In 2018 IDtek was appointed to install a new access control system for University of Pretoria – using high security access cards, multi-technology card readers and with the new Idemia fingerprint readers at key entrance locations. The new system captures a fingerprint template and stores the template on an iCLASS Seos smart card from HID Global. Tasmin Bayley explains: “These smart cards are next generation access control cards for strong authentication and data confidentiality. The user approaches the fingerprint reader and once they present their card – the reader reads the captured template and then asks the user to present their finger to perform a match. The result – students are limited to using their own access cards and have to be present to match using their finger print.”
“The second benefit of the system design – since the card stores the fingerprint template – the speed of the transaction is quicker. Where the user’s fingerprint template is stored on a database then these systems begin to struggle where user populations run into the tens of thousands of templates.”
IDtek currently supplies and supports the same technology for Wits University and University of Johannesburg. Tasmin explains that the need for multi-factor identity authentication (card and biometric) is pushing a strong trend in access control and the next step will be multiple verification methods using the same hardware device: face recognition / fingerprint / card / pin. This will give the end user flexibility in different applications on their site.
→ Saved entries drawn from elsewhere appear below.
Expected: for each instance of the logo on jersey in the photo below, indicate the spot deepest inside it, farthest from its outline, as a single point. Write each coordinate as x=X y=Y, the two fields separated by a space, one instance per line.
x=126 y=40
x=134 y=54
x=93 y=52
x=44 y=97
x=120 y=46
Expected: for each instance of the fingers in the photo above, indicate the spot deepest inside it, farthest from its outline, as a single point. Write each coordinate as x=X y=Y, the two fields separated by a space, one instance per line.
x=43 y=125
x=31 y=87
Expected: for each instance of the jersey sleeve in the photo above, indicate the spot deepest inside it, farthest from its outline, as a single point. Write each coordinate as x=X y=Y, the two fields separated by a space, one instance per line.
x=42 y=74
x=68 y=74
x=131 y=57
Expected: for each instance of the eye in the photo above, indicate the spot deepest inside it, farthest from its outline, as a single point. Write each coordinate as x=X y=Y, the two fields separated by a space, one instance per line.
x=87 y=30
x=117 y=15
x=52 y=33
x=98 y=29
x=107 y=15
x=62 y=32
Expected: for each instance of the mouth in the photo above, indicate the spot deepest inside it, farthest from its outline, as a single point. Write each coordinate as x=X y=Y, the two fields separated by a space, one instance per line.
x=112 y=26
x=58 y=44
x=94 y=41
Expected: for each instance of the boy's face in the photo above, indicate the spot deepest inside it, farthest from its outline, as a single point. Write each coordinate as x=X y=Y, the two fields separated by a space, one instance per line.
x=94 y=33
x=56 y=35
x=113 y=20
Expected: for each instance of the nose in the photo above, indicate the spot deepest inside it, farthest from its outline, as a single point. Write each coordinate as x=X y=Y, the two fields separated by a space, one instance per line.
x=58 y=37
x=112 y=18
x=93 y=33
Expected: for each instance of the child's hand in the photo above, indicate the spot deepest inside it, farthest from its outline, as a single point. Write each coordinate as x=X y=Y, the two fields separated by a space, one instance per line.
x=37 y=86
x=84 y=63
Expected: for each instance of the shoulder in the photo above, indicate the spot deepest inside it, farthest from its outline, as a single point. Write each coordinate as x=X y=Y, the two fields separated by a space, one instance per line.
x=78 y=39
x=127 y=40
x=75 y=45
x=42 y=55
The University of Pretoria required a phased migration from the legacy system to the new access system, one door at a time, such that no access doors were ever offline. The students were issued with a new card that worked on both the legacy and the new access control system – and their access privileges had to be applied on BOTH systems until such time as the legacy system was completely replaced.
Francois van Deventer explains – a phased access system migration of this scale requires more than simply reissuing a multi-technology card that works on both systems – it requires multi technology card readers that can read both old and new access card formats – and that entire database under the legacy system is mirrored on the new system. This includes mirroring the access privileges by user group, as well as door naming conventions and access grouping. The University could not afford additional resources and the disruption of having to enrol new students on 2 different systems with the same access privileges on both. The objective was a seamless migration from the start. This took detailed project planning and close work with a steering co at the University.
Tasmin explains – “The entire project took close on a year to implement with most of the time spent on scoping, planning and testing before any hardware was even replaced. Students had their fingerprint templates captured, were provided with the new HID access card and went on blissfully unaware of any migration – presenting the same card on both the old and the new system and their fingerprint where required.”